It links healing to the person being healed, not just the healer.
Thus, (fixed) in the post you quoted. You can make CLW heal 10% of target's hit points or 25% or whatever. No need for either surges or wounds to do that.
I'm one of those some. However, it's not really that big a change from having a cleric heal you up in 3.x, in both cases you start all your fights at max HP, the difference is in what you run out of. (healing spells in 3.x, surges in 4e, ability to takes wounds under the wound system)
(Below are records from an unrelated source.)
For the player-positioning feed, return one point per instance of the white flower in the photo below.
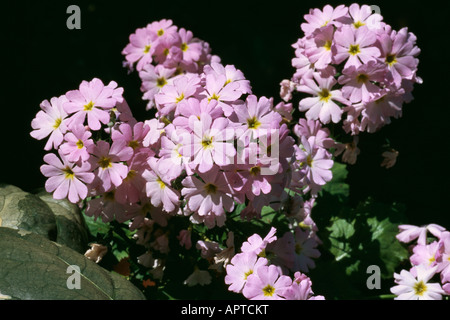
(416, 287)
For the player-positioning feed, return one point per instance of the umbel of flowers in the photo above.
(212, 146)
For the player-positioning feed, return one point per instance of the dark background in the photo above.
(43, 59)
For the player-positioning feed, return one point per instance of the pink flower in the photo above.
(301, 63)
(320, 18)
(255, 244)
(398, 52)
(363, 16)
(226, 93)
(210, 197)
(153, 136)
(66, 179)
(316, 162)
(211, 143)
(133, 185)
(153, 80)
(357, 46)
(443, 257)
(131, 136)
(195, 107)
(322, 106)
(78, 146)
(409, 233)
(232, 75)
(267, 283)
(170, 96)
(425, 254)
(168, 51)
(240, 267)
(107, 161)
(140, 49)
(158, 187)
(359, 82)
(300, 288)
(50, 121)
(318, 47)
(92, 100)
(314, 128)
(414, 285)
(254, 118)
In low level 3e (and most levels of AD&D) that's not really the case, since going into fights with some damage is common. Anyway, the short term effect there is the opportunity cost of the Cleric's spells. He loses versatility in responding to coming challenges. Loss of surges (or wounds if they have no associated penalty) only kicks in at the end.
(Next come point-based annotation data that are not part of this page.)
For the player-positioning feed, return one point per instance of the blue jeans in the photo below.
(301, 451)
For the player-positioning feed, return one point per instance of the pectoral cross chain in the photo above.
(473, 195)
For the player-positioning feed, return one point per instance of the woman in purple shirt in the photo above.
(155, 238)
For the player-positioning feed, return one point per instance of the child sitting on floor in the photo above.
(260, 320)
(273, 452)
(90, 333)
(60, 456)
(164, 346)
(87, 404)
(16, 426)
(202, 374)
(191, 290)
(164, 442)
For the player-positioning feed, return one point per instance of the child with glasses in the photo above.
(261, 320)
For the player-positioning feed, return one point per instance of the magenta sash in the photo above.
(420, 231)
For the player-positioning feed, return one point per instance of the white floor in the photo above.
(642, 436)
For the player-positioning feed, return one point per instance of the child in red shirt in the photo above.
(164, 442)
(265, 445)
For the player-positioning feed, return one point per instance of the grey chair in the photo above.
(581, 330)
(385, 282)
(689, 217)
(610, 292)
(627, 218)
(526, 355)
This is probably where some groups prefer one and some the other.
Temp HP have a lot of baggage, at least in 4e. They don't stack. They can take you above your max HP, and they're strictly temporary; losing THP doesn't actually fatigue you in any way.
Essentially, if a warlord could give enough THP to absorb the hits from a fight, the fight would have done absolutely nothing to the party's resources. Whereas with surges/wounds, every fight drains at least a small bit off their resilience.
Ok, so those issues could also be fixed. Make temp hp simpler (they are simple in 3e, I think). Make the Warlord's ability only work if the character became bloodied (that way there's always resource loss).
Alternatively, just remove in-combat healing (almost) completely. No need for the Warlord to shout anyone more hp, he can grant AC or attack bonuses instead, just like a Cleric. This is my favorite solution.